In further continuation of this theme, this morning I went out to the Tokai whole-earth market with jo&stv, for vague random shopping during which I scored eggs benedict, a breakfast crêpe, chorizo, wild boar sausage with dark chocolate1, rye bread and about a pound of ripe cherries, ridiculously cheap. We proceeded to eat cherries all the way back home, which involved Stv, who was driving, being fed by Jo, interspersed with spitting the pips into a paper bag. (I threw mine out of the window, timing them carefully to miss cars and pedestrians, so that in thirty years you could probably track me home by the line of cherry trees). I have to say that the many and creative variants on pip-spitting of which Stv is capable, while driving, more or less astound me. I particularly liked the baby bird noises and the rock-star spit. I have to say, it was a highly concentrated reward of enjoyment for twenty-five rand, and not just because I love cherries.


1
The nice sausage-making man informs us that some unbelievable twit imported a bunch of European wild boar to South Africa, for who knows what stupid and mysterious purpose, and they escaped and went feral.
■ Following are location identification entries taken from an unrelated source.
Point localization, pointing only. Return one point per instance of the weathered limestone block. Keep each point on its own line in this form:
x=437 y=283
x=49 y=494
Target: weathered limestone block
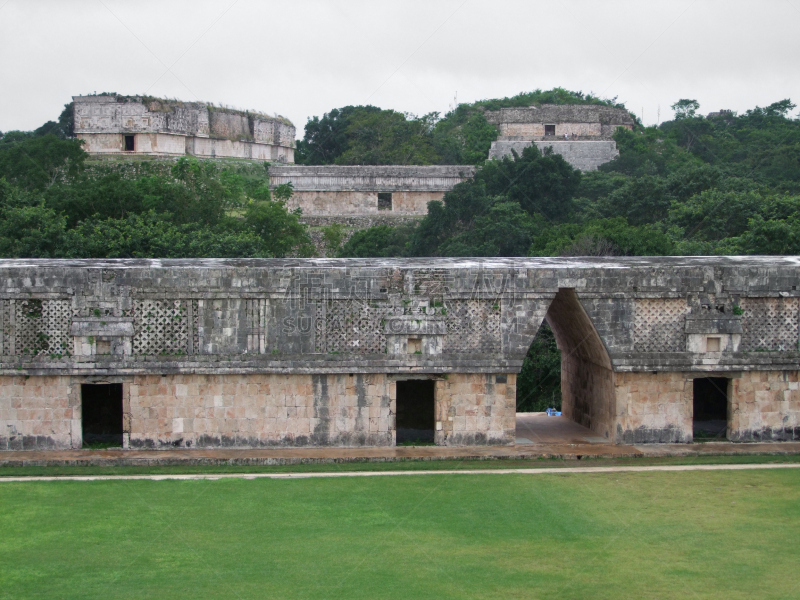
x=764 y=405
x=476 y=410
x=653 y=407
x=261 y=410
There's now an entire river valley somewhere infested with the things, which have to be culled as they're an enormous pest and make hay with the local ecology. This is all sadly inevitable, but it's a lovely meat.

Date: Saturday, 9 January 2010 01:55 pm (UTC)
From: [identity profile] dancing-crow.livejournal.com
Something similar happened in the States, and we have western wild pigs taking over California, and southern wild pigs taking over Texas. And some completely lovely meat, fed on grapes in Calif. and (I think) other wild things in Texas.

Date: Sunday, 10 January 2010 06:25 am (UTC)
From: [identity profile] extemporanea.livejournal.com
I'm always a bit floored at how little we (as in humanity at large) learn from past mistakes. Wild boar are bloody evil things, you'd think people would be a bit careful about releasing them wantonly into the ecosystem. In France they're hunted by the entire village, with shotguns and dogs. Mean sods. But, as you say, lovely meat :>.

Date: Saturday, 9 January 2010 04:07 pm (UTC)
From: [identity profile] stringgeek.livejournal.com
I'm really quite delighted by the image of your sproglet gardener(s). :-)

Date: Sunday, 10 January 2010 06:26 am (UTC)
From: [identity profile] extemporanea.livejournal.com
I find it a bit odd, given my own actual lack of desire to produce children off my own bat, how much I enjoy other people's. In small doses. Now and then :>.

Boaring

Date: Monday, 11 January 2010 08:18 am (UTC)
From: [identity profile] first-fallen.livejournal.com
1 - Wild boars are a menace in Germany. They're like black hairy tanks with tusks. Cause accidents at night on roads (they total you and your car and seem unharmed) and injuries to people in rutting season (spring, I guess).

2 - Apparently wild pigs (not sure if they're boars) are causing havoc on Zim airfields. I can see them facing down an airplane :P.

Re: Boaring

Date: Monday, 11 January 2010 09:13 am (UTC)
From: [identity profile] extemporanea.livejournal.com
The African wild pig is a different genus to the Eurasian wild boar. Pigs of most descriptions cause havoc. They're intelligent, and bloody-minded, and can be incredibly savage when they're feral. I rather like them :>.